A sensitive and robust method for the determination of eight inorganic and organic arsenic species by ion-exclusion liquid chromatography combined with inductively coupled plasma mass spectrometry (LC-ICP-MS) and LC-hydride generation-ICP-MS (LC-HG-ICP-MS) is described. The species are arsenite (AsIII), arsenate (AsV), monomethylarsonic acid (MMAs), dimethylarsinic acid (DMAs), arsenobetaine (AsB), trimethylarsine oxide (TMAsO), tetramethylarsonium salt (TMAs) and arsenocholine salt (AsC). A good separation of seven arsenic species, AsIII, AsV, MMAs, DMAs, AsB, TMAsO, and AsC or TMAs, was achieved by using an ion-exclusion column packed with a carboxylated methacrylate resin and 0.35 mmol l−1 of a sodium sulfate solution adjusted to pH 3.8 as the mobile phase. The detection limits of the eight arsenic species obtained by LC-ICP-MS ranged from 0.067 to 0.34 ng As ml−1 using an injection volume of 50 µl. A hydride generation technique improved the detection limits of AsIII, AsV, MMAs, DMAs and TMAsO to 0.016–0.075 ng As ml−1, while AsB, TMAs and AsC were not detectable.
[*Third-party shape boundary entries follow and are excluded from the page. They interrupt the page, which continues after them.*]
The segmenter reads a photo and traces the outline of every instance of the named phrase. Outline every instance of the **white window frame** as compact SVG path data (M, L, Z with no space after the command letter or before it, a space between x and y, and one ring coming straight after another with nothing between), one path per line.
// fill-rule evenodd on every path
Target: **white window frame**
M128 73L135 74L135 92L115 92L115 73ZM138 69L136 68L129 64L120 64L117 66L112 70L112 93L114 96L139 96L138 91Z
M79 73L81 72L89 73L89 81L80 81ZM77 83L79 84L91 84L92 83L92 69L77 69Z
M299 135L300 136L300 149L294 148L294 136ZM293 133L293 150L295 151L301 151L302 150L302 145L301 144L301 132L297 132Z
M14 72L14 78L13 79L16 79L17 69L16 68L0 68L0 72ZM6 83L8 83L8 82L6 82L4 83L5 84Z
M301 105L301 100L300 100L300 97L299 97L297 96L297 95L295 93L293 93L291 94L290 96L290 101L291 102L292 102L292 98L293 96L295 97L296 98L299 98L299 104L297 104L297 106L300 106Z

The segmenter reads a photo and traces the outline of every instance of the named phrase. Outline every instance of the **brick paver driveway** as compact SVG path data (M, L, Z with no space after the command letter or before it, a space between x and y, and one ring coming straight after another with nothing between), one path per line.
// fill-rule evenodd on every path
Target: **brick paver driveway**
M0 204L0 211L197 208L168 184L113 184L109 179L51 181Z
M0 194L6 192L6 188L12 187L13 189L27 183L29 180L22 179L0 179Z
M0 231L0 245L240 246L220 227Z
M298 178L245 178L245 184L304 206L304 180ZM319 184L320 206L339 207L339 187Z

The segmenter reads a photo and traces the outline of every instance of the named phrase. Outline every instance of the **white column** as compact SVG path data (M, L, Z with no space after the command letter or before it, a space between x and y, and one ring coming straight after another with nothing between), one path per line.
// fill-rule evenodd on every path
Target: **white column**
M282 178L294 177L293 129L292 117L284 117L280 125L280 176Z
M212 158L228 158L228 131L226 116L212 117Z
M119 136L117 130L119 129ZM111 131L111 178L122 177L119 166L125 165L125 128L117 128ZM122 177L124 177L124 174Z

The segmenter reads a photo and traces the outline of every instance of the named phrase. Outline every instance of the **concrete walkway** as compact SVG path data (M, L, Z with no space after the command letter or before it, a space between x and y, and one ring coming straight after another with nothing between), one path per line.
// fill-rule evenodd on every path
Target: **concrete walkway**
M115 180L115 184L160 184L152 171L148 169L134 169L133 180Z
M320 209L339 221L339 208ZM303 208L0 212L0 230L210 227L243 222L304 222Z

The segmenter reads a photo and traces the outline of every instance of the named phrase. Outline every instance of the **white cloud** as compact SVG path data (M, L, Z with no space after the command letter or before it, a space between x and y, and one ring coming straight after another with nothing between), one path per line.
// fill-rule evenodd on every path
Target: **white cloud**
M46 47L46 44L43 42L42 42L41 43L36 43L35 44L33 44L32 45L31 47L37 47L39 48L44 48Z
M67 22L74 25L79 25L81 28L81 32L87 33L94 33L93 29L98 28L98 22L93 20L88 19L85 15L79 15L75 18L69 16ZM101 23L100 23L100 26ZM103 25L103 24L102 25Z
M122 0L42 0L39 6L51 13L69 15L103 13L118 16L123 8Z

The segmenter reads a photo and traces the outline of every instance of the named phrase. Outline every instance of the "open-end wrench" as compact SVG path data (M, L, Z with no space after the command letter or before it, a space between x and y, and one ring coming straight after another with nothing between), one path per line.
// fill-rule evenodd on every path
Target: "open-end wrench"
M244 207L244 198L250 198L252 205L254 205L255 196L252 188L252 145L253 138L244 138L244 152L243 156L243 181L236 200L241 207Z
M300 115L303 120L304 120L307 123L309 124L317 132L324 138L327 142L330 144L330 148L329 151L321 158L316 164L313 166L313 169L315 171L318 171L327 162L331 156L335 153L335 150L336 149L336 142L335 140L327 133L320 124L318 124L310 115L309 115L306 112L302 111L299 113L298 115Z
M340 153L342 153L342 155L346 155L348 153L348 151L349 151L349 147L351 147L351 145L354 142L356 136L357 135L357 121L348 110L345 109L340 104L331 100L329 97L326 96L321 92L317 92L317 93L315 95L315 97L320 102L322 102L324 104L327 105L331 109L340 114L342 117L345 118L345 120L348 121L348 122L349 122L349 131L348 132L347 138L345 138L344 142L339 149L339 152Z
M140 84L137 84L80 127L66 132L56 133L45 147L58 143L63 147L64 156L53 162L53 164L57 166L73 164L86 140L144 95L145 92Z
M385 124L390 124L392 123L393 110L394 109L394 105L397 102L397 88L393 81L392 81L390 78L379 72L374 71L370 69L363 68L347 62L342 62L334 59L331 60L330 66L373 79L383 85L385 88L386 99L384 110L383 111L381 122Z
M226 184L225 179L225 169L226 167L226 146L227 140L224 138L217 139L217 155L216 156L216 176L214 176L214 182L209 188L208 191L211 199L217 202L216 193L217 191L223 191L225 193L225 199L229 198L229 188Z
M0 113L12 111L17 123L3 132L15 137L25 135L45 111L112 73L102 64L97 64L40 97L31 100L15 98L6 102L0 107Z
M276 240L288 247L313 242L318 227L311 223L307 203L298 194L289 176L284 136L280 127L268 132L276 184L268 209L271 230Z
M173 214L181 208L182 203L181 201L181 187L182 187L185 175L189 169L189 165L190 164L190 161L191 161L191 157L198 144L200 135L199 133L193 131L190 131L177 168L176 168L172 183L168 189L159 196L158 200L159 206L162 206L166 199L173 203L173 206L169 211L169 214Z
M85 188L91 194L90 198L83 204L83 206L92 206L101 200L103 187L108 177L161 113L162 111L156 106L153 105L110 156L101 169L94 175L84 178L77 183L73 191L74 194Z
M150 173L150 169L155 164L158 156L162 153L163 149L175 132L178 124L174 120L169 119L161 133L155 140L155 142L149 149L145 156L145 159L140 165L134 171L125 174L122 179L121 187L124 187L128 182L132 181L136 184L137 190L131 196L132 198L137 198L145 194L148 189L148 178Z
The relative standard deviations of five replicates of a standard of each arsenic species by the former method ranged from 1.3 to 3.3% and those by the latter method, from 1.8 to 3.1%. The proposed methods were successfully applied to the determination of five arsenic species in human urine and six species in an extract from tuna fish tissue. The only necessary pretreatment for these analyses involved filtration with a 0.45 µm membrane and the ArCl polyatomic interference, due to a large amount of chloride in the biological samples on 75As measurement, was eliminated by the described LC separation. In addition, serious deterioration in column performance and a decrease in the sensitivity of ICP-MS were not observed during the experimental period of five months. The LC-ICP-MS and LC-HG-ICP-MS methods were validated by analyzing reference samples of human urine and tuna fish tissue.